A scientific look at the “life” of a zombie.February 27th, 2012 |
I was reading an article on Live Science the other day about if it was possible to reanimate the dead or not. Although this article is about bringing someone who is clinically dead back to life, I have decided to take a look at the facts gained from it and examine the zombie condition.
The main point that the article argues is that although your heart may stop beating, and your breathing has ceased, there is still life inside a deceased corpse. The actual cells of your body can go on living for days after you have died. The article claims that if enough cells are still alive, the possibility to resuscitate the body may be possible. The real danger comes from the damage to brain cells after you die. It can only take up to 8 to 10 minutes of death before the cells in the brain become damaged enough to prevent resuscitation.
What does this mean for our beloved zombie? Well first thing that I gained from this is that in order for a zombie condition to be effective in the body, the condition would have to infect the brain either before the death of the victim, or within the first 8 minutes of death. Otherwise the damage to the neurons that fire to create movement in the body may be too damaged to move the body. Keep in mind that this would be considering a viral infection, as magic by definition may defy our laws of science. By this logic however there is no concern for the dead rising from their graves as it takes much longer than 10 minutes to burry someone, and then that much longer for them to unbury themselves. This would make graveyards a safer place during the zombie outbreak. Also assuming the virus does not restore life to to the brain tissue, the zombie may only be functional for about 10 minutes. This leaves a zombie attack to be slightly anticlimactic.

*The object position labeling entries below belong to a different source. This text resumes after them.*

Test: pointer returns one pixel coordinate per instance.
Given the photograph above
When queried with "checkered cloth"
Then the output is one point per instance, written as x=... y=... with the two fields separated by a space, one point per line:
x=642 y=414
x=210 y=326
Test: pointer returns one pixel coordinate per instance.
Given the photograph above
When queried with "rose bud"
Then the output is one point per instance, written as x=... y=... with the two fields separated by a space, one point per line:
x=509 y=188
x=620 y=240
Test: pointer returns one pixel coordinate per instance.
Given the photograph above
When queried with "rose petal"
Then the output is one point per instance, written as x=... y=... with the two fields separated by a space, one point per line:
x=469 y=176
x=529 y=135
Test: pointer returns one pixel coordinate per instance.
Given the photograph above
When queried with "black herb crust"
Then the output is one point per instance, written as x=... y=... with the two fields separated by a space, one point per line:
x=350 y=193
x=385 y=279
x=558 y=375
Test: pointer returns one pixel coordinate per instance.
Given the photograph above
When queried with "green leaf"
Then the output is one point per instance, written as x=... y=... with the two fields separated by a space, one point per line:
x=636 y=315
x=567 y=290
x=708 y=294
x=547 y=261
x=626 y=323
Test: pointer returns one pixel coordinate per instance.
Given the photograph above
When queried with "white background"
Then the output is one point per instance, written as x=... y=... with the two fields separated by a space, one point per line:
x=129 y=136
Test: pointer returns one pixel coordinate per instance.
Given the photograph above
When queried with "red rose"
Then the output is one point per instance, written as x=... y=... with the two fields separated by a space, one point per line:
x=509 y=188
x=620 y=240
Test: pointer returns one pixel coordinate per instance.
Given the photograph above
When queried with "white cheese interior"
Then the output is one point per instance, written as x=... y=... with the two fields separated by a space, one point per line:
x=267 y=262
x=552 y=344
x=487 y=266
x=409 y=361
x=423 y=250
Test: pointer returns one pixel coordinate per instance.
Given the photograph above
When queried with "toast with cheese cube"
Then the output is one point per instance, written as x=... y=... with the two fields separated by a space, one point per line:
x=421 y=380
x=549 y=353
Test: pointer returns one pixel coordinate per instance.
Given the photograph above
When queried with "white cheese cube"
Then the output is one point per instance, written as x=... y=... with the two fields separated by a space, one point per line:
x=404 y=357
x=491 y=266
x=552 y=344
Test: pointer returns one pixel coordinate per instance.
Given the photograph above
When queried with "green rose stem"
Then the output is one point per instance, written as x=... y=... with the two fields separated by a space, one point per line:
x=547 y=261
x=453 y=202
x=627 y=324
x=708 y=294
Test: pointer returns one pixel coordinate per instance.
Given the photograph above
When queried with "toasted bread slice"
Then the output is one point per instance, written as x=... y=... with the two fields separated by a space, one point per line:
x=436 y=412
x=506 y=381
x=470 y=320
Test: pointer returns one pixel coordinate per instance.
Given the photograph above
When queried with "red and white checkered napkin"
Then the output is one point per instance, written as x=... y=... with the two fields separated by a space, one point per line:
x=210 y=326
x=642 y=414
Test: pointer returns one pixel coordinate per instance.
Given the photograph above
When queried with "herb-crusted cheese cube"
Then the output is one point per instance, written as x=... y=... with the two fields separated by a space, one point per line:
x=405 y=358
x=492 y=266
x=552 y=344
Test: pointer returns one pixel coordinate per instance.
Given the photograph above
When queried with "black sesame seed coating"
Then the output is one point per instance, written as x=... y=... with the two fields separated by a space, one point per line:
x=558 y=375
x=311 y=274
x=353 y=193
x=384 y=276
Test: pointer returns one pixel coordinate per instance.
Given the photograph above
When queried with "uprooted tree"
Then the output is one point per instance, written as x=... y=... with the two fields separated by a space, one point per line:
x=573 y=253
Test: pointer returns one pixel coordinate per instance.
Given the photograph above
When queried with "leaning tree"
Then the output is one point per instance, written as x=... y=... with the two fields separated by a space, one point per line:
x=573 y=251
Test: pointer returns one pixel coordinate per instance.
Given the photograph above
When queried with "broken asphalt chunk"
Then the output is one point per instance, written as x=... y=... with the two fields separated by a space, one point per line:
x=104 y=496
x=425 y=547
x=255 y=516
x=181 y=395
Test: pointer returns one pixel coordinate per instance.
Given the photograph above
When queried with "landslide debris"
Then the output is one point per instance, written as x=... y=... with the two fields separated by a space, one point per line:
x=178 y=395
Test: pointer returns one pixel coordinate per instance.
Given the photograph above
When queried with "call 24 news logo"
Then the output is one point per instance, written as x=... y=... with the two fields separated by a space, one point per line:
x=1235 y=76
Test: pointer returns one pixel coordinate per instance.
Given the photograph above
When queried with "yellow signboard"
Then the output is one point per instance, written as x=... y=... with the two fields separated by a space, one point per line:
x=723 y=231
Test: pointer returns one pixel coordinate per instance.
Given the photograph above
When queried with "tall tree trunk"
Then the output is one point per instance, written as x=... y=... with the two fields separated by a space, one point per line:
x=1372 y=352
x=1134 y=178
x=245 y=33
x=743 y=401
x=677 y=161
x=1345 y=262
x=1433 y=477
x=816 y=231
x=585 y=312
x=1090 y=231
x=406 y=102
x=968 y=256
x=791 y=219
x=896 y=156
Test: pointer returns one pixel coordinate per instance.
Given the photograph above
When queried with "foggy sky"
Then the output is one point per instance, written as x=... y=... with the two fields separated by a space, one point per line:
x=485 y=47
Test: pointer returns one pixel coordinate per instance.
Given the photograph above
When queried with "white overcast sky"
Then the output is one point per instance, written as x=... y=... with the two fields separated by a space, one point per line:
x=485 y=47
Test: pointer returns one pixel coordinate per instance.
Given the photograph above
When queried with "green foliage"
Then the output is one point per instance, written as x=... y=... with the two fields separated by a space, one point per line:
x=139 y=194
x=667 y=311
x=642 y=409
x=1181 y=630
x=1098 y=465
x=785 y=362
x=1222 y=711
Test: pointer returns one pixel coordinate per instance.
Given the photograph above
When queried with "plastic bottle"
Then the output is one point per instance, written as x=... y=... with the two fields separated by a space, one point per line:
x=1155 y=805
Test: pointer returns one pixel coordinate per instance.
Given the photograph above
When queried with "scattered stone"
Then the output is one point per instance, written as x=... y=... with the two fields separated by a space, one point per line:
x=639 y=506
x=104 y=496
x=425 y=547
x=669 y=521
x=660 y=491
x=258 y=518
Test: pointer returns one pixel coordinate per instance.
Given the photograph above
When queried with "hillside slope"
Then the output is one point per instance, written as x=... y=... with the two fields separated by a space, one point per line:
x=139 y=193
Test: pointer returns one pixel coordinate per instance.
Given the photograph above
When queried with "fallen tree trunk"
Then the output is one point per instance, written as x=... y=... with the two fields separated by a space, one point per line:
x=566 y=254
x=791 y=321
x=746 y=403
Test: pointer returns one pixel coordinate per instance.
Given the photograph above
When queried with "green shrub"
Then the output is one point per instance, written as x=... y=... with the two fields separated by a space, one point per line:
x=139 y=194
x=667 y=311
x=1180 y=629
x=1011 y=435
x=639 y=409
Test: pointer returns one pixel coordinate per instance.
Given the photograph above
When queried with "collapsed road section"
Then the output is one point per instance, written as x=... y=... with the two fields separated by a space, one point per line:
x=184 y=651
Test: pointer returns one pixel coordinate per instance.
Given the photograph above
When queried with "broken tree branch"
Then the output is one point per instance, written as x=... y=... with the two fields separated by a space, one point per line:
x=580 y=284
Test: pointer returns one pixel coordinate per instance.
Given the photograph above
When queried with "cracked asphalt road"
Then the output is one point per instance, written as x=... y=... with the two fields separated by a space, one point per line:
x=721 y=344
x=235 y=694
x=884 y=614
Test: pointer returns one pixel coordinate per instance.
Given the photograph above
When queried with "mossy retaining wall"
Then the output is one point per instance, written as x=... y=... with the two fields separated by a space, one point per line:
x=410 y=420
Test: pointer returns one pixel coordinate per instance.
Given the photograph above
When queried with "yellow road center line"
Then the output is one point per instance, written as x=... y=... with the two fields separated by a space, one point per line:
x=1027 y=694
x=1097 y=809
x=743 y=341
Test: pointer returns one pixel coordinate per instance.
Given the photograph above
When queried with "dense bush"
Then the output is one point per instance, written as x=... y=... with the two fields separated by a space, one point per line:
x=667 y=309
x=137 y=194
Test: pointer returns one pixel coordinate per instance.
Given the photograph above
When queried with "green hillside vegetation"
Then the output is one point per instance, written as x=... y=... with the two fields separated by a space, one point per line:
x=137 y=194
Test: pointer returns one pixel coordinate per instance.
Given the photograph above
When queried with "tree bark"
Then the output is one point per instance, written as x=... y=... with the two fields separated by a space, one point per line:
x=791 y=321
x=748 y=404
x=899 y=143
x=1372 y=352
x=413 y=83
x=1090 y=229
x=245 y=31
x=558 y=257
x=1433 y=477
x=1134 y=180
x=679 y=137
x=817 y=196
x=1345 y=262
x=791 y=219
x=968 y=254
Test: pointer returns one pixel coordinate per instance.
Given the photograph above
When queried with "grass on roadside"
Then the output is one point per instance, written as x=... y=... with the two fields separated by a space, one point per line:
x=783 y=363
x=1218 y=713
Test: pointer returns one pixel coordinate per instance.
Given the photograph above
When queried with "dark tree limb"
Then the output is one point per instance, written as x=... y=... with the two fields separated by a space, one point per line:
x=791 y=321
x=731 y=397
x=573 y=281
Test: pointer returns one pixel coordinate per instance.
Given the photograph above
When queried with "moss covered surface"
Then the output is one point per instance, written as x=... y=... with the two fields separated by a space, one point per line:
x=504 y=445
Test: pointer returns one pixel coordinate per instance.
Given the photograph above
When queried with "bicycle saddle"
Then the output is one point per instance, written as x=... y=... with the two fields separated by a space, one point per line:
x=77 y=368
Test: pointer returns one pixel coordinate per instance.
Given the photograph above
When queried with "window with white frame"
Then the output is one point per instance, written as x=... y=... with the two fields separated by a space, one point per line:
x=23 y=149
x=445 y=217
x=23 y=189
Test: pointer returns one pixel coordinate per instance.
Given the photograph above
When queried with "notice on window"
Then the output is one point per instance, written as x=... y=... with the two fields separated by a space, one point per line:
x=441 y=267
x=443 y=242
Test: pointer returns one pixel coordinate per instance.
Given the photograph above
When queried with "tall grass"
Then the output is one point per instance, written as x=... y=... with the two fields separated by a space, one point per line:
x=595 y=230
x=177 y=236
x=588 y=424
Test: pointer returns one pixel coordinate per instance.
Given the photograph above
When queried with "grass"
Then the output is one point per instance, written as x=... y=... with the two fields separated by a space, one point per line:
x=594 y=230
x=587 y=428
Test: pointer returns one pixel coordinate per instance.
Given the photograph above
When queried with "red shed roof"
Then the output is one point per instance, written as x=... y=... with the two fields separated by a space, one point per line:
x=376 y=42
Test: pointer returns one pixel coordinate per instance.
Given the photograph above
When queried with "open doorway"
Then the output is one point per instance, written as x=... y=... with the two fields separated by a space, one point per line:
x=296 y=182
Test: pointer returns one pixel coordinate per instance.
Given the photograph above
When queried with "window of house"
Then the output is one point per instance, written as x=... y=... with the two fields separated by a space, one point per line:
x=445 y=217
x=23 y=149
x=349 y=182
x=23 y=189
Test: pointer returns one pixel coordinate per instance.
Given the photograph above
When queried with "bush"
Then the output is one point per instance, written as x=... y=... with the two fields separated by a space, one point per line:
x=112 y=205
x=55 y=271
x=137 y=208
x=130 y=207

Second thing we can learn from this would be about the life span of a zombie. Lets assume that the brain tissue is somehow preserved by our zombie virus. The article described the actual way that cells die, by leaking out the contents of the cells themselves. This would be the start of the decomposition process for a corpse. Unless something drastic is done to preserve the cells (such as embalming or freezing), the majority of the cells in your body will completely die and literally ooze themselves out in a few days. What we are concerned with is not the organs or the skin, but the muscle tissue. Without muscle tissue, our body does not move. As long as something is controlling the muscles of the body, the body is free to bite, claw, scratch and even eat whatever it wants. But once those muscle cells deteriorate to the point of uselessness, our once fearsome zombie ceases to be an effective killer. At this point we have to have a knowledge of how the body decomposes to tell how long it will be before the mussels will be damaged enough to prevent them from being used.
Under normal, open air conditions, a decomposing body can be reduced to bone within two weeks. This time period can change depending on climate and other conditions such as availability to insects. But from this knowledge we can assume that between 5 to 10 days, under normal conditions the walking corpse should cease to be completely functional. This should bring heart to survivors, as assuming most, if not all infections will be done within the first two weeks of outbreak in a particular area, you are looking at dodging zombies in a single place for only about a month to a month and a halve to be on the safe side. Then, assuming proper disposal of remains and no re-infection occurs a place can be considered safe.
Now you will still have to be careful however, as bodies that are trapped in closed off buildings, underground, or in water will have a longer decomposition period. By rule, a body in water will decompose at halve the rate of one in the open air. One that is buried will decompose at about 1/8th of the rate of a body in the open air. One can only assume the rate of a body decomposing will be somewhere between the two rates. So I would give it at least 2 months before going near water, and 2 -4 months before I explored any large building.
One thing to keep in mind is that in places like a peat bog, the body can stop decomposing, and create a preserved body free of decomposition. Also dry environments will prevent decomposition as well. This makes areas like deserts, swamps and bogs very, very dangerous. The good news is that a lower majority of the population lives in places like these so coming across a preserved zombie will be less likely, but always be on your guard.
The point behind all this is that in most areas, the zombie threat will be reduced enough to be manageable within a few months. This can give you a time table as to when it will be safe to move back home.